Carrying around excess baggage.
Gordon Burditt
gordon at sneaky.UUCP
Fri Sep 1 02:08:03 AEST 1989
> All the (proposed) ANSI C standard seems to have done is made every
> quirky little implementation "official". If it didn't follow the
Look at your list more carefully. It makes most every quirky HARDWARE
implementation usable if you try hard enough. It addresses nothing about
compilers that don't catch errors, or have strange quirks that make
people think they are actually features, as in:
# define ctrl(x) 'x'
which is better defined as
# define ctrl(notused) 'x'
because they should do exactly the same thing.
> spirit (or even the word of) K&R, so what we'll just expand the
> standard a little.
>
> Other scientific and engineering disciplines have managed to shed
> their past false steps, why can't we?
It is interesting that the "mistakes" to be shed are HARDWARE "mistakes",
for the most part, not software mistakes, like dereferencing NULL pointers.
>
> Some items I would like to see investigated by the "committee on
> un-American programming activities":
Won't do any good. Contact the "committee on un-American CPU Design".
> # of bits in a byte Hardware.
> # of bytes in data types Constrained by hardware
with some limited choices
available to software.
> character encoding Largely constrained by
character sets used by
terminals and printers,
and efficiency considerations.
> integer data format (signing schemes, etc) Hardware.
> floating point data format Hardware, except for
machines with pure software
emulation of floating point.
> endian-ness Hardware. Although it's
possible to "fight" this,
it introduces extreme
inefficiency.
> internal value of NULL pointer Often very limited by
hardware memory management
schemes.
> a constant pointer size If the hardware doesn't
cooperate, this can result in
significant overhead, like
many pointers occupying twice
as much space as they should.
> interpretation of shift operations Fighting the hardware here
can result in significant
overhead.
> Now I realize how much trouble it would be to pin all these down this
> late in the game, but it sure would make writing portable code a lot
> easier (it would almost come automatically, which would be quite a plus
> given the dearth of attention paid to portability in CS courses).

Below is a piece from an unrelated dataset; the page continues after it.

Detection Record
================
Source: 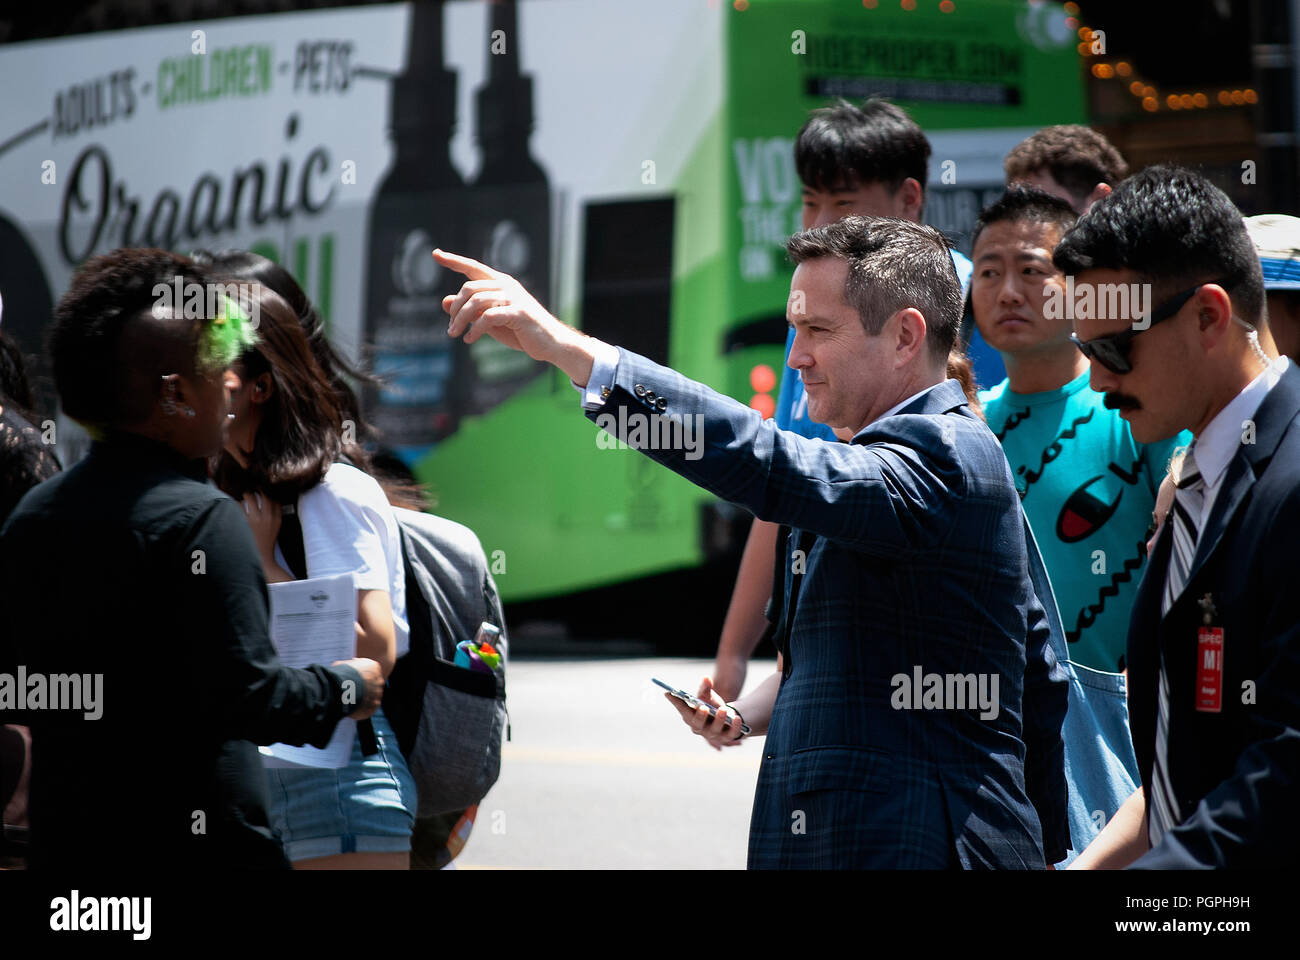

Increasing portability by restricting the scope so you don't have to worry
about the quirks of that implementation doesn't increase the number of
machines it will run on. It just says "we won't bother with porting to
that; it's too wierd, but so we can still call this code portable, we'll
outlaw it". Writing unportable code and then re-writing the
spec to call it portable doesn't make it any more portable.